TURDUCKEN!

My family’s ghosts of Christmases past would fill a barnyard. I suspect that hovering around the homestead still are the spirits of many, many animals that became dinner over the years. We’ve dined on standing rib roast and brisket, numerous turkeys, Lake Erie walleye – caught in the waters off my hometown in Ohio – and during one ambitious year, a duck. (It was terrible – my fault, I’m sure, because as a newlywed I was more optimistic than knowledgeable.)  

We’ve also taken short trips together around Christmas.  

More modern reading material for
our vegan holidays

But all that has changed. We’re in Florida. Our younger daughter is a vegan activist, and we’ll be dining at home. Although some of her animal rights tactics can be extreme, she is deadly serious about them. Not long ago she had to pick up a few things from the grocery store for her grandfather, who is 83. Buying eggs made her cry; she said we had no right to take the potential chicks from their mothers. Although I don’t have a problem with eggs, most of her anti-carnivorous ways have changed my behavior, too. 
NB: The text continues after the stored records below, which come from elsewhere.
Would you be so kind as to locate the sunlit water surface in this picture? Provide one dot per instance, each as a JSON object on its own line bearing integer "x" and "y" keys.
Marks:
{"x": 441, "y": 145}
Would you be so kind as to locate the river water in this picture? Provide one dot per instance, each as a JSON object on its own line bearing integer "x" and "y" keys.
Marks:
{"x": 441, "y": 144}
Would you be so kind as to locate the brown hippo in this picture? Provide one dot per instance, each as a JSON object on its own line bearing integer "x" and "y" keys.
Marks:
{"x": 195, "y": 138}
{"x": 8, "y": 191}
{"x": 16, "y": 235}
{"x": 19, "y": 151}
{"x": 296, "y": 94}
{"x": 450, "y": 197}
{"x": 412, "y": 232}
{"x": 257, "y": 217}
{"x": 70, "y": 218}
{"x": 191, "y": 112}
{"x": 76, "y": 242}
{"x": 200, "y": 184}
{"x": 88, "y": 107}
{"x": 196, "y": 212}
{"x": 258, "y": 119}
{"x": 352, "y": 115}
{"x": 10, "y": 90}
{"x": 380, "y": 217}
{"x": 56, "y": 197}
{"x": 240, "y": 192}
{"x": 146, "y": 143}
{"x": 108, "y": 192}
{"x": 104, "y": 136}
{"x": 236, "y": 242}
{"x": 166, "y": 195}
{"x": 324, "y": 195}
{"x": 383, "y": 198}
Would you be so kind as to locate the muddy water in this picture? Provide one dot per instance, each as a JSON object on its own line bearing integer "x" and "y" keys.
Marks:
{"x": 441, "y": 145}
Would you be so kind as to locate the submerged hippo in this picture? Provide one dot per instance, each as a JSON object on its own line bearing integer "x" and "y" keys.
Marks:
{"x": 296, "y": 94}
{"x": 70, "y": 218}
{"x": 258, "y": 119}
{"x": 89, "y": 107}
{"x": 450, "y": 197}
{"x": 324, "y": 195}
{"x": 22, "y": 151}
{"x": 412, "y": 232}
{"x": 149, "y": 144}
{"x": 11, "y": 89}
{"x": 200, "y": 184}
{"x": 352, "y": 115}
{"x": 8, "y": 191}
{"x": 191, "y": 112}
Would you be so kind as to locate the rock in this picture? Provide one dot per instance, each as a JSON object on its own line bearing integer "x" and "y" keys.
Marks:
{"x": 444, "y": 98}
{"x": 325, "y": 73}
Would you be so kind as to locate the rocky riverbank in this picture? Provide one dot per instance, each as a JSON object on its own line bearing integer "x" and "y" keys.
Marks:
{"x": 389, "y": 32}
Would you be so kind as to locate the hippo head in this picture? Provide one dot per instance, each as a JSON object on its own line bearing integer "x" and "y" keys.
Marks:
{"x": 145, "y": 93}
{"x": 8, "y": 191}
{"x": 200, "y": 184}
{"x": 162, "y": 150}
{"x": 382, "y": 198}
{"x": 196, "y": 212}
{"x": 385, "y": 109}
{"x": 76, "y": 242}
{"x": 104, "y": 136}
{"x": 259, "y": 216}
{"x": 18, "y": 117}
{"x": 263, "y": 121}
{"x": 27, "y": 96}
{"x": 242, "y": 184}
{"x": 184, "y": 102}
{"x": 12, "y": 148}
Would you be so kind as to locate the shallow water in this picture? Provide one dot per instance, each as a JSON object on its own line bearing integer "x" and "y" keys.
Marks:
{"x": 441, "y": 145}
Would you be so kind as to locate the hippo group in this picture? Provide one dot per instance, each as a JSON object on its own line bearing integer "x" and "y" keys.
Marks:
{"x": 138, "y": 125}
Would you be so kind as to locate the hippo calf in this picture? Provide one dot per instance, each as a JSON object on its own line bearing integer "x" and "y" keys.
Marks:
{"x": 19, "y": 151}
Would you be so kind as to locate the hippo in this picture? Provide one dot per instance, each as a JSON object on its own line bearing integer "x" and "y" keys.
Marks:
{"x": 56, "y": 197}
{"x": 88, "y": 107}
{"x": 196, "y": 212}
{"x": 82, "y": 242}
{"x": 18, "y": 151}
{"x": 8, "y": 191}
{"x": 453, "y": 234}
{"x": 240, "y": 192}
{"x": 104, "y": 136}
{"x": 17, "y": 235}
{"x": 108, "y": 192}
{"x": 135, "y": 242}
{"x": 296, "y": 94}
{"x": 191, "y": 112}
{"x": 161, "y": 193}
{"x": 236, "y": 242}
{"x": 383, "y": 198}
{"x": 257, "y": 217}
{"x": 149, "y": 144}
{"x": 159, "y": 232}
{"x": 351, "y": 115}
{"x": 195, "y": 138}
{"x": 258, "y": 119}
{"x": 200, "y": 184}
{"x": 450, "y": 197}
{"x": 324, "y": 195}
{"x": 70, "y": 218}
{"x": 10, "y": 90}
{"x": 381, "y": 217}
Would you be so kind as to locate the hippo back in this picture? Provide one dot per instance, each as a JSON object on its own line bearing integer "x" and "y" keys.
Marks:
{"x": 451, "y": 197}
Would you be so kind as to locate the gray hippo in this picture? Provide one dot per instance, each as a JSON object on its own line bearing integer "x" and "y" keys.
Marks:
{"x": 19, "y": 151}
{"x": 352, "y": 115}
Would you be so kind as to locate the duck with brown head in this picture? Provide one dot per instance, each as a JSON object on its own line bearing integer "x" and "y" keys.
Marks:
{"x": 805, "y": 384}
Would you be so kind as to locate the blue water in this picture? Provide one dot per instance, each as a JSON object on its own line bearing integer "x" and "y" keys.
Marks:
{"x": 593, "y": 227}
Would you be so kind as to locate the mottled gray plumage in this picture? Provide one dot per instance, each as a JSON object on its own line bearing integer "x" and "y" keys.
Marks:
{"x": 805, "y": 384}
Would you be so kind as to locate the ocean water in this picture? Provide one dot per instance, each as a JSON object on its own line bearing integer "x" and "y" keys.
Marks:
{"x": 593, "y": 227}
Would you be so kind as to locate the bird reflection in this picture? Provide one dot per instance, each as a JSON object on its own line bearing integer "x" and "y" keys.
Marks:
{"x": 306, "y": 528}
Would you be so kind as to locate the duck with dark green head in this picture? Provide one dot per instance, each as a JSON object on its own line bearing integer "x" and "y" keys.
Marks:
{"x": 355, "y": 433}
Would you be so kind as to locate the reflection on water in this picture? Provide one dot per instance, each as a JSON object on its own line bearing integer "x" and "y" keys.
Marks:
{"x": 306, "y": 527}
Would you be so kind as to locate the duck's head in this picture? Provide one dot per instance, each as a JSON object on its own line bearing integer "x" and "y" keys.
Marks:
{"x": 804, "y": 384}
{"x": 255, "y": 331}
The First (Vegan) Thanksgiving

Fortunately, I don’t think she remembers the holiday dinner that particularly haunts me. We lived in New Orleans at the time, and that year we joined the parade of folks trying the greatest food since French bread: the turducken. All these years later I can picture the skeletal remains of the turkey, duck and chicken joined at the wings, floating above the dining room and squawking at me something about why they had to die so the gluttonous humans could consume three birds at a time. 

Tiny ghosts of Christmas past: Buying shrimp at the Westwego
Seafood Market near New Orleans

Annabelle’s meat-free commitment has been going on for years, despite our assumptions when she was 19 that veganism was a passing fancy. She’s 24, and it isn’t. She even has a large vegan symbol tattoo now on the inside of her right arm.  

Vegan daughter Annabelle, left, demonstrating with her group, a local chapter of Anonymous for the Voiceless, in downtown Fort Myers, Florida. Wearing Guy Fawkes masks, group members hold screens showing videos of factory farms and slaughterhouses. They talk to people about the videos and animal rights if people approach them first.

So this year as in the past several, our Christmas dinner will look exactly like our Thanksgiving meal. We’ll dine on field roast, a ham-alike that in truth looks more like an overcooked pumpkin roll; canned corn with fake butter; baked sweet potatoes with the same fake butter; mashed potatoes with fake butter and almond milk; vegan bread; and the only recognizable side item, the already-vegan jellied cranberry sauce from a can. For dessert: vegan pumpkin pie at a pricey $30. 

An early Thanksgiving meal in October 2018 at Silver Dollar City, on the ‘Only in the Ozarks’ fam

That’s one of the problems of vegan dining: the expense. Doing the “right thing” has a cost. No grocery store is giving away a field roast with $50 worth of the week’s shopping.  

But in the season of Covid – and it’s been such a long one – I’ve been thinking about what’s important. It isn’t the gumbo we make now, a holdover from our Big Easy years. It isn’t even the mango chutney we make from the generous trees in our Florida yard. 

It isn’t about the cruise we took one holiday season and thought we’d take again someday. 

Our whole family may not even be together this season because of the C-word, but I do know what the holidays are about. It has nothing to do with turkey, field roast or cranberry sauce. It’s not about what ship we’re on or country we’re in. It’s about the fact that so far, we’re all OK. I’m so grateful for the health of my family and friends, while I hold onto hope of the same for other families. That’s what every day is about now.